Staunton, April 16 – On the centenary of the establishment of the GULAG that he did so much to expand (kasparov.ru/material.php?id=5CB56680ECD4C), the Levada Center polling agency released the results of a survey showing 70 percent of Russians have a positive attitude toward the Soviet dictator, the highest share ever (rbc.ru/politics/16/04/2019/5cb0bb979a794780a4592d0c).
Not surprisingly, this report has provoked a widespread discussion as to how this situation came to be, given that at various points over the last decades, Russians have been told about the massive crimes and failures that Stalin was responsible for. Obviously, for Russians today, these are less important than other things.
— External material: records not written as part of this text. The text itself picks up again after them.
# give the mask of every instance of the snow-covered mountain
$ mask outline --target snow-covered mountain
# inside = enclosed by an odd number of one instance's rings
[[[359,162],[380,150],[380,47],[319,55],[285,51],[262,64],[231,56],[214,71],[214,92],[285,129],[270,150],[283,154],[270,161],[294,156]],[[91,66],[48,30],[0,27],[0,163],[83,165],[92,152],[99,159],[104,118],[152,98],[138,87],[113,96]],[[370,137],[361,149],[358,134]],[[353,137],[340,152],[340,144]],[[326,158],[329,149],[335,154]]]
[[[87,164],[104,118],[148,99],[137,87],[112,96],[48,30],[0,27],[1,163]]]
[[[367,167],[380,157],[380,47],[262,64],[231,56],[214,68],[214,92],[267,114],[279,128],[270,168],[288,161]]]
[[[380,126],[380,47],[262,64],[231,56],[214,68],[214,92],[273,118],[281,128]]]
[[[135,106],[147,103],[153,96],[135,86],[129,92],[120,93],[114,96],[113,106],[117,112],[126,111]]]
Among the various explanations offered today about the results are the following:
· Commentator Andrey Fursov says that the positive assessment of Stalin is a way Russians now can indicate how much they disapprove and dislike the current Russian regime (nakanune.ru/articles/115069/).
· Ethnic expert Sergey Markedonov suggests that those who have a positive view of Stalin don’t know much about him but have made him a symbol of ordin, stability, and justice, “paternalism if you like” (facebook.com/sergey.markedonov/posts/2658097367596110).
· Moscow commentator Sergey Chernyakhovsky says that Stalin’s rating reflects the desire of Russians for new great goals and great results without concern as to how these are achieved (regnum.ru/news/society/2612821.html).
· Pro-Putin commentator Anatoly Vasserman says that Stalin is gaining increasing support because Russians have learned to dismiss Western propaganda about the Soviet past as dishonest or worse (regnum.ru/news/society/2612807.html).
· Commentator Mikhail Roslyaov says that Stalin remains the symbol of “a strong hand” who destroyed the enemies of Russia and the working class. Support for him is thus support for the country and for social justice (publizist.ru/blogs/111086/30544/-).
· Sociologist Leonty Byzov says support for Stalin reflects the politicization of society which leads to “more radical assessments of history,” a process that the Kremlin has promoted and one in which Russians associate Stalin with the defense of the downtrodden (cont.ws/@Beria/1297425).
But probably the most thoughtful and significant comment about the poll results was offered by Yakov Dzhugashvili, the grandson of the Soviet dictator, who said that people who approve the policies of his ancestor are “degenerates” who think that the end justifies the means no matter how petty the ends or how horrific the means (govoritmoskva.ru/news/194957/).